I am a member of The Church of Jesus Christ of Latter-day Saints. I have been my whole life, my parents have been their whole lives, and both sides of my family can be traced back to the times of Joseph Smith, Jr.
As a long time member of such a long legacy I never really thought about the other denominations. It makes it easy to not think about them when you believe that your a member of the only true church in the world and everybody else, although not completley wrong, doesn't quite get it. In our church history classes they briefly touch on the subject of the reorganized church that broke away because they didn't agree with Brigham Young being appointed as the new leader of the church. And of course there's the fundamentalist branch that broke away when we did away with polygamy. We just say that anybody caught practicing polygamy will be excommunicated (which they are) and so we just kind of ignore the fundamentalists unless they start doing things like marrying off underage girls to old men, ie. Warren Jeffs.

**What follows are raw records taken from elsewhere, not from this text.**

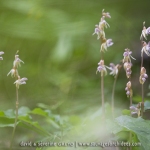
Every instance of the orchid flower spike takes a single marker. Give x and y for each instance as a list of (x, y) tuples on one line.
[(20, 81), (17, 62), (99, 32), (13, 72), (127, 67), (146, 48), (127, 56), (114, 69), (145, 32), (101, 68), (105, 44), (106, 14), (103, 23), (143, 75), (128, 89)]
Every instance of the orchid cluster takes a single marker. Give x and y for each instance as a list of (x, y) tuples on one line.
[(128, 89), (101, 68), (14, 72), (105, 43), (127, 67), (99, 30), (114, 69), (143, 75)]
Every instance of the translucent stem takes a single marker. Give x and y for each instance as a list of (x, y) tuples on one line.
[(16, 118), (113, 93), (142, 104), (102, 94)]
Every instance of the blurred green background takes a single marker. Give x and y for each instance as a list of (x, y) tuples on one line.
[(54, 39)]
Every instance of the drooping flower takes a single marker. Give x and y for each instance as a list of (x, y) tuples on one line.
[(145, 32), (143, 75), (135, 111), (107, 14), (128, 89), (20, 81), (1, 53), (99, 32), (103, 23), (146, 48), (101, 68), (127, 56), (114, 69), (106, 43), (127, 67), (17, 62)]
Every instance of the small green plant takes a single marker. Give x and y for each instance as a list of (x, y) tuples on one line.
[(19, 81)]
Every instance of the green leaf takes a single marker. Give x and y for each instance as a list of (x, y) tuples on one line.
[(9, 113), (39, 111), (7, 122), (126, 112), (23, 111), (139, 126)]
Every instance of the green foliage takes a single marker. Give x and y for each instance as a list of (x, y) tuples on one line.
[(138, 127)]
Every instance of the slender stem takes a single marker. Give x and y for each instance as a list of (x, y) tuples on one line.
[(142, 104), (102, 94), (113, 93), (16, 118)]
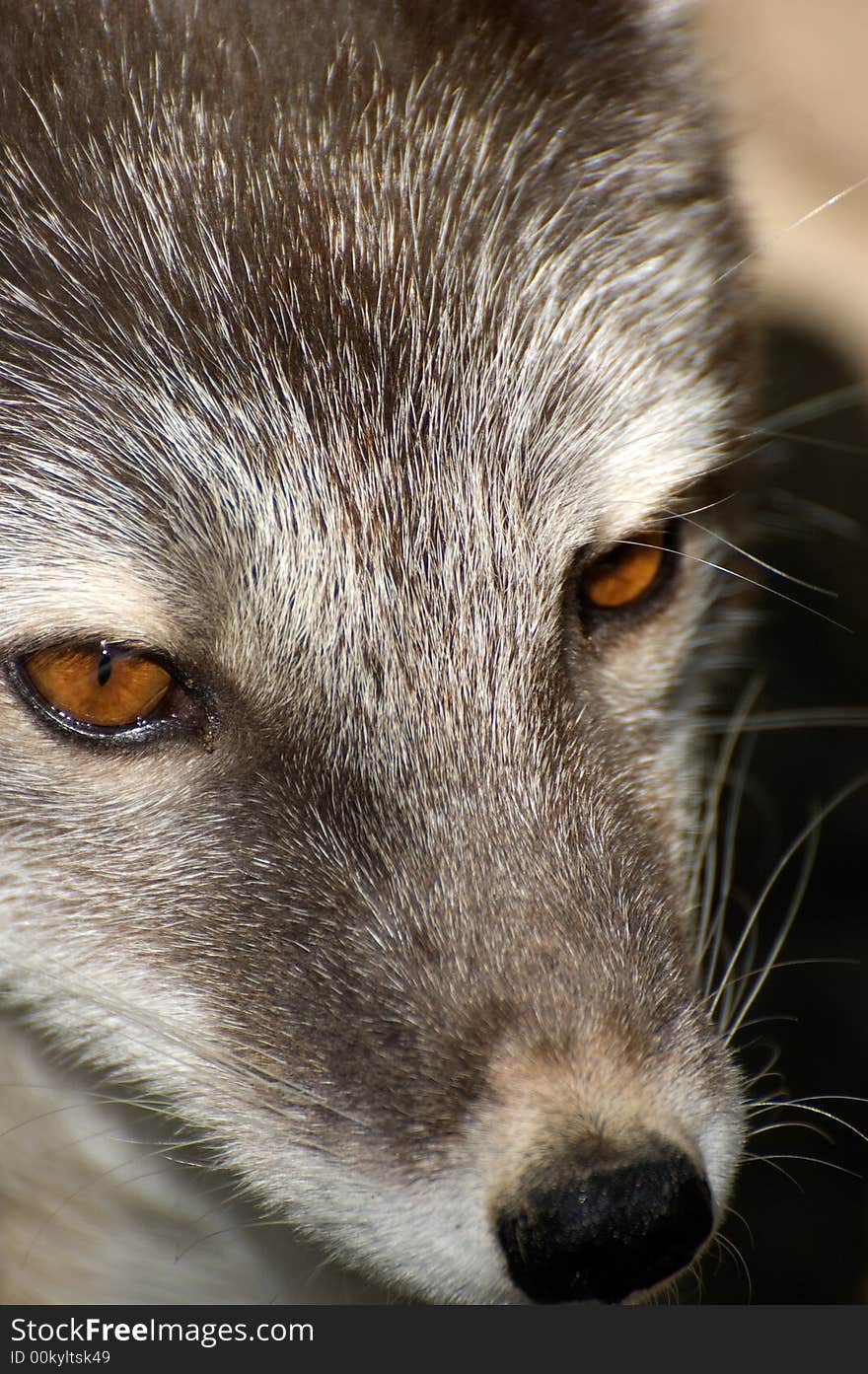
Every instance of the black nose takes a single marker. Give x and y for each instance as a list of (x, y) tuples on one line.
[(609, 1233)]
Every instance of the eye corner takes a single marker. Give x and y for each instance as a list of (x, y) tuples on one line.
[(110, 692), (623, 581)]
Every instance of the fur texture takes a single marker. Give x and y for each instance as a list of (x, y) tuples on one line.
[(335, 341)]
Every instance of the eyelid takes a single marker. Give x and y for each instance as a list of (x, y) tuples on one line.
[(179, 708), (623, 580)]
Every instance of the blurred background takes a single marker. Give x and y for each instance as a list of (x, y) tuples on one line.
[(793, 80)]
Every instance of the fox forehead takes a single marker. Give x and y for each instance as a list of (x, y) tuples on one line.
[(392, 285)]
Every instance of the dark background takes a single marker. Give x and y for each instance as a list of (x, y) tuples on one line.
[(801, 1227)]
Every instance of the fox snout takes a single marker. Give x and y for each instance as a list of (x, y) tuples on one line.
[(363, 369), (605, 1230)]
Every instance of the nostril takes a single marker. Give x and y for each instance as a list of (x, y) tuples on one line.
[(606, 1234)]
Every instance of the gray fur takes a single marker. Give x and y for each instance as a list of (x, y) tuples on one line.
[(332, 338)]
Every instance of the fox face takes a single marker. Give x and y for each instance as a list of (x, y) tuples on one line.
[(359, 371)]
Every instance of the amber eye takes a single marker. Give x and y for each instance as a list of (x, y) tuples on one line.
[(626, 573), (105, 686)]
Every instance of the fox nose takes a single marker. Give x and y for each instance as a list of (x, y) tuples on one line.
[(609, 1233)]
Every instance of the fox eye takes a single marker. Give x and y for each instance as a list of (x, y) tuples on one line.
[(626, 574), (104, 689)]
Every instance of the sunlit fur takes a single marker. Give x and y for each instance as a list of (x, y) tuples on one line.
[(332, 338)]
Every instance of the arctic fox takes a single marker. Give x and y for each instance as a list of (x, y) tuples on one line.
[(359, 364)]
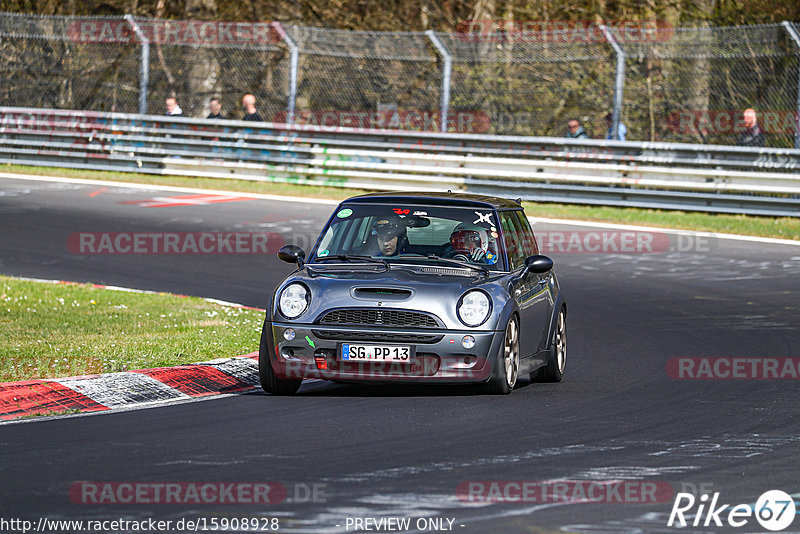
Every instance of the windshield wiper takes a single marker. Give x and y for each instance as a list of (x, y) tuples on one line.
[(458, 263), (352, 258)]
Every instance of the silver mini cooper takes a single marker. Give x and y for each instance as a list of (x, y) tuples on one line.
[(417, 287)]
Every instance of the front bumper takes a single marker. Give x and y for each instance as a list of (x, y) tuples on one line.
[(439, 354)]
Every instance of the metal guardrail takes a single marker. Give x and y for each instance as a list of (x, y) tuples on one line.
[(711, 178)]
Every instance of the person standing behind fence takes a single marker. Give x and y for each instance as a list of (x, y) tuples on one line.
[(173, 109), (753, 135), (216, 109), (622, 129), (249, 105), (575, 130)]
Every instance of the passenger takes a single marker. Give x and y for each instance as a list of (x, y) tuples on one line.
[(470, 242), (391, 236)]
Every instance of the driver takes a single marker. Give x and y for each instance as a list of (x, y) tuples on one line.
[(474, 243), (390, 235)]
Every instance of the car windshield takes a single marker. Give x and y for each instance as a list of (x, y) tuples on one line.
[(419, 233)]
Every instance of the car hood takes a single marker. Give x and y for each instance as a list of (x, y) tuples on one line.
[(400, 287)]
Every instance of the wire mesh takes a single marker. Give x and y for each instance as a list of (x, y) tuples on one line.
[(367, 79), (693, 84), (686, 84), (530, 84)]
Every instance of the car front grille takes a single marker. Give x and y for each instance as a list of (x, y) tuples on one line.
[(379, 317), (386, 337)]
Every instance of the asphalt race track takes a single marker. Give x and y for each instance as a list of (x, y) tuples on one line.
[(381, 452)]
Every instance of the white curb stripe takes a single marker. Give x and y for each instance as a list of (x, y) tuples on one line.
[(122, 389), (245, 369)]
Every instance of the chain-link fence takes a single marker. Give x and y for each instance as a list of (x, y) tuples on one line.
[(686, 85)]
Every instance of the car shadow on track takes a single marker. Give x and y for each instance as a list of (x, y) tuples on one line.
[(325, 388)]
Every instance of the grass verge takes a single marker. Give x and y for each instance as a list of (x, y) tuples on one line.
[(55, 330), (778, 227)]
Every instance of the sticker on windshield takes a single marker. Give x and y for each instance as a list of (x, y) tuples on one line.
[(483, 217)]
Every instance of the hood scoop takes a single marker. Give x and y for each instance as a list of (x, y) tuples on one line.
[(382, 293)]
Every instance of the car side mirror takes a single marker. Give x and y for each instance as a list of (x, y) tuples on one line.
[(292, 254), (538, 264)]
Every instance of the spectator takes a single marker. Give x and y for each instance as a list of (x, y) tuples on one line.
[(753, 135), (173, 109), (575, 130), (622, 129), (249, 105), (216, 107)]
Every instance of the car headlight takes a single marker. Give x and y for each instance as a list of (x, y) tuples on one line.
[(294, 300), (474, 307)]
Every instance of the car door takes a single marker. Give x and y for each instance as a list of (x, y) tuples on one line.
[(531, 291)]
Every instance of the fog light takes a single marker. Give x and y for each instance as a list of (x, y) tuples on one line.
[(467, 342)]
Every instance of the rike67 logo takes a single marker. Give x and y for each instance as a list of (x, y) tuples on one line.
[(774, 510)]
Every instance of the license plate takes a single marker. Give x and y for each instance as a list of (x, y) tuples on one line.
[(376, 353)]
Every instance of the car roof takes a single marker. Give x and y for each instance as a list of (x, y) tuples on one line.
[(435, 199)]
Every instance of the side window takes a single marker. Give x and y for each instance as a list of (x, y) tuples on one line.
[(514, 239), (529, 244)]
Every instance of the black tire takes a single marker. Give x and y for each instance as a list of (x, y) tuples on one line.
[(269, 382), (506, 365), (554, 370)]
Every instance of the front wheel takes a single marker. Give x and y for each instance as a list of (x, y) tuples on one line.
[(506, 367), (554, 370), (269, 382)]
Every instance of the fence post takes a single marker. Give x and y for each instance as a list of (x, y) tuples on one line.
[(796, 39), (447, 70), (144, 64), (619, 82), (293, 58)]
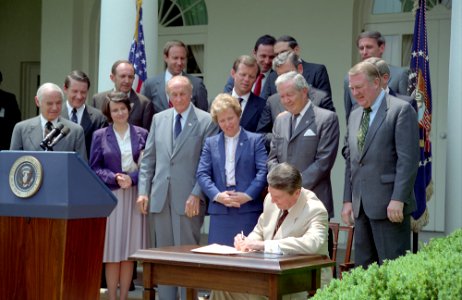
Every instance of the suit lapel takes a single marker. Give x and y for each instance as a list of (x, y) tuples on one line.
[(161, 90), (35, 133), (376, 123), (189, 126), (220, 146), (86, 120), (112, 142), (304, 123), (241, 145)]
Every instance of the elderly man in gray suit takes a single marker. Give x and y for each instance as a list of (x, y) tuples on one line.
[(372, 44), (28, 134), (283, 63), (382, 155), (167, 184), (306, 136), (175, 57)]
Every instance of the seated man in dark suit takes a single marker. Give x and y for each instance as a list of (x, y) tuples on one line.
[(28, 134), (123, 75), (76, 87), (244, 72), (175, 58), (9, 116), (315, 74), (264, 54)]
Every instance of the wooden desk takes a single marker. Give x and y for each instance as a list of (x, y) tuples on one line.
[(255, 273)]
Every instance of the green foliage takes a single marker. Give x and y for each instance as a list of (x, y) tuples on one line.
[(435, 272)]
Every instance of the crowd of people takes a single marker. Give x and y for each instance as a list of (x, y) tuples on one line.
[(257, 158)]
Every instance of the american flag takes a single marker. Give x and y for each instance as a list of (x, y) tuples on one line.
[(419, 84), (137, 55)]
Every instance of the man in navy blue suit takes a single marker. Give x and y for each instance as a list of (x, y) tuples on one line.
[(315, 74), (244, 72), (264, 54)]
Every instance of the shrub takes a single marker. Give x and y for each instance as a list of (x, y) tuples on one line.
[(435, 272)]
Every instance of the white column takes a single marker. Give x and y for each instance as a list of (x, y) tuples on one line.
[(454, 146), (117, 27)]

Because of Warren Jeffs and something a fellow on another forum that I visit said, I've been thinking a lot about the different denominations of the church. Today I was doing some browsing on Wikipedia (which I know isn't the end all for knowledge, but is a good starting off point) and was looking up the denominations of the LDS church. Some of them seemed so far removed from our beliefs that I don't understand how they can still be called a denomination. I didn't even know there were so many denominations out there.
At what point does a church stop being a denomination and start being its own thing? At what point should a denomination stop calling itself a denomination and accept that they are nothing like the church they broke away from?
I'm not asking you to discuss the specific doctrines of the LDS church. If you need to, think about it in terms of the protestants breaking away from the catholic church, or the divide between the Roman Catholics and the Greek Orthodox.